Accordingly, to investigate whether smoking history can predict the efficacies of pemetrexed continuation maintenance therapy, we consecutively analyzed outcomes of EGFR and ALK negative non-squamous NSCLC patients to pemetrexed continuation maintenance therapy according to their smoking history in our single institution.
A cohort of 71 consecutive advanced non-squamous NSCLC patients without EGFR mutations and ALK rearrangements who received pemetrexed continuation maintenance therapy at Guangzhou Panyu Central Hospital between September 2011 and November 2015 were enrolled in this retrospective study. Patients who met the criteria as follows were registered: cytologically or histologically confirmed non-squamous NSCLC, disease stage IIIB or IV according to 7th edition tumor/node/metastasis (TNM) system not amenable to curative therapy, without EGFR mutations and ALK rearrangements, has at least one measurable target lesion, Eastern Cooperative Oncology Group Performance Status (ECOG PS) of 0-2, treated with 4-6 cycles pemetrexed-platinum chemotherapy with disease control in first-line, with pemetrexed continuation maintenance therapy at least 2 cycles. According to their smoking history, the enrolled patients were categorized into two groups as never- (smoked <100 cigarettes in their life-time)/former light smokers (stopped smoking at least 15 years ago, with a total of ≤ 10 pack-years of smoking) and current smokers (do not meet standards of never smokers or former light smokers). This study was approved by the institutional ethical committee of our hospital.

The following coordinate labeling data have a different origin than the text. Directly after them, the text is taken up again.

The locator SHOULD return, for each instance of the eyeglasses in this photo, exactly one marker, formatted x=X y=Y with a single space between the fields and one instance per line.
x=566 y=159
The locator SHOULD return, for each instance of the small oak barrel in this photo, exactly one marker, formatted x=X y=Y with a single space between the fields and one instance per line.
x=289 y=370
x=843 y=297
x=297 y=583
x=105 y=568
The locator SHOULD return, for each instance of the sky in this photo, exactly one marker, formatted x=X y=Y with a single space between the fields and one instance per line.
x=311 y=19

Patients with disease control after treated with 4-6 cycles of first-line pemetrexed-platinum chemotherapy received at least 2 cycles pemetrexed (500 mg / m2 intravenous infusion 10 minute on days 1, every 3 weeks) continuation maintenance therapy. Patients were instructed to inject vitamin B12 (1 mg by intramuscular injection every 9 weeks), and took dexamethasone (4 mg orally, twice daily, on days 0-2) and folic acid (0.4 mg / day orally, beginning 5-7 days before the first pemetrexed administration and continuing until 3 weeks after the last pemetrexed administration). Pemetrexed continuation maintenance therapy was continued until disease progression, unacceptable adverse events, or decision of the patient or physician.

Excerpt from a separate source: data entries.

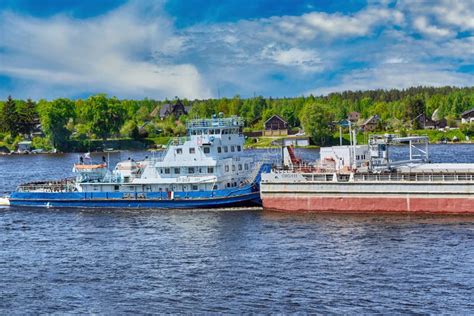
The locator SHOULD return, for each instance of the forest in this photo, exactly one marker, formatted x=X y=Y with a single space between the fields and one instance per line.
x=56 y=123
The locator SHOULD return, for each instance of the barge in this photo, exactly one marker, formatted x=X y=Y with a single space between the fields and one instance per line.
x=361 y=179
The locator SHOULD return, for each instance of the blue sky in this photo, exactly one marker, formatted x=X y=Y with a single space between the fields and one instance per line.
x=202 y=49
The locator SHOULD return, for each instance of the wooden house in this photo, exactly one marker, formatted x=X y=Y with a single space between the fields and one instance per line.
x=371 y=123
x=275 y=126
x=354 y=117
x=176 y=110
x=467 y=116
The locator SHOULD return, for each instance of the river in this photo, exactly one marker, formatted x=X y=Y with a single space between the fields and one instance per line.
x=150 y=261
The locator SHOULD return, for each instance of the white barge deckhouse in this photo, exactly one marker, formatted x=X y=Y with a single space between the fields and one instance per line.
x=205 y=169
x=364 y=178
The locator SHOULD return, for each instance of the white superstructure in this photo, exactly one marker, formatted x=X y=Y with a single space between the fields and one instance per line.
x=209 y=157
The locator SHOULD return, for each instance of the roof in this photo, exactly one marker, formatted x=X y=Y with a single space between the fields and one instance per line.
x=370 y=119
x=468 y=113
x=277 y=116
x=165 y=108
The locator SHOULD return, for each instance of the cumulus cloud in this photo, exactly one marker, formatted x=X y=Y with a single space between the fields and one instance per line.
x=110 y=53
x=421 y=24
x=305 y=59
x=136 y=51
x=400 y=75
x=440 y=18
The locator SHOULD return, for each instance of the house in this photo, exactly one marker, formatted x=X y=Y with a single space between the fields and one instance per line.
x=423 y=122
x=353 y=117
x=438 y=122
x=177 y=109
x=467 y=116
x=371 y=123
x=275 y=126
x=24 y=147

Physical examination, chest radiography, computed tomography (CT) scan or /and magnetic resonance image (MRI) were performed every two cycles to evaluate target and non-target lesions for all patients in pemetrexed continuation maintenance therapy, then the follow-up time was every 2 months after the treatment cessation. Tumor responses were classified as complete response (CR), partial response (PR), stable disease (SD) and progression disease (PD) according to the Response Evaluation Criteria in Solid Tumors (version 1.1) .

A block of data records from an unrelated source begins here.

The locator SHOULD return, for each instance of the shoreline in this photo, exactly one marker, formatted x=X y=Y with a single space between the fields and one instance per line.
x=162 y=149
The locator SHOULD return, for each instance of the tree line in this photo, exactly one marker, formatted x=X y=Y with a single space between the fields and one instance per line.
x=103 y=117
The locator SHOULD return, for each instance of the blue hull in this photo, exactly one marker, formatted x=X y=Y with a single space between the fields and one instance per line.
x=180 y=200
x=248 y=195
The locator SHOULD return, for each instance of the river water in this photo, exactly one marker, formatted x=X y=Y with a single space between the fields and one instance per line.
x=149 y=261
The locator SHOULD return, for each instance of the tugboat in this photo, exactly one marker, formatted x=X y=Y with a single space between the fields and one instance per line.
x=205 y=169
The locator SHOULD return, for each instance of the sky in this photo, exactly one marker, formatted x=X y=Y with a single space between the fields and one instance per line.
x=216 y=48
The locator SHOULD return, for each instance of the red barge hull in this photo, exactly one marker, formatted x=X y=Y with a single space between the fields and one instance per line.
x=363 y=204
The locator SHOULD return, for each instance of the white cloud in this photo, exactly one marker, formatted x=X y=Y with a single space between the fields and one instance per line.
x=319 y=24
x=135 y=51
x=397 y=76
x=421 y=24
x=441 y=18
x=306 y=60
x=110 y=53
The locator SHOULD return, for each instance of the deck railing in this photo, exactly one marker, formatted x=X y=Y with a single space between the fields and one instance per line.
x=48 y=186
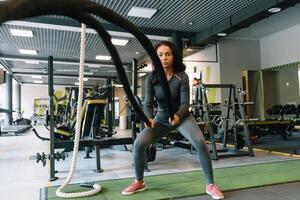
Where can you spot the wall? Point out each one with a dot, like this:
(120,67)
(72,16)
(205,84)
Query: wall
(288,86)
(205,62)
(281,47)
(236,55)
(31,92)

Pearson's chi-square test or Fisher's exact test were used to analyze categorical variables, and Student t-test or Mann-Whitney test for continuous variables. Median follow-up was calculated using reverse Kaplan-Meier. PFS was measured from the start of pemetrexed continuation maintenance therapy to the time of treatment failure (disease progression or death from any cause) or the last follow-up. OS was measured from the start of pemetrexed continuation maintenance therapy to the time of death from any cause or the last visit before November 30, 2017, censored at the date of last follow up. The survival results were analyzed using Cox proportional hazards regression model and presented as Kaplan-Meier estimates with hazard ratio (HR) and 95% confidence interval (CI). Cox multivariate regression analyses were performed on PFS and OS, and covariates included histology (non-adenocarcinoma vs. adenocarcinoma), age (≥ 60 or < 60 years), extent of metastasis (M1b vs. M1a), gender (male vs. female), smoking history (never-/former light smoker vs. current smoker), performance status (2 vs. 0-1), cycles of first-line chemotherapy (5-6 vs. 4), and response of first-line chemotherapy (PR vs. SD). Statistical significance was set at 5%. All tests were two-sided and analyses were carried out with SPSS software, version 17.0 (SPSS Inc., Chicago, IL, USA).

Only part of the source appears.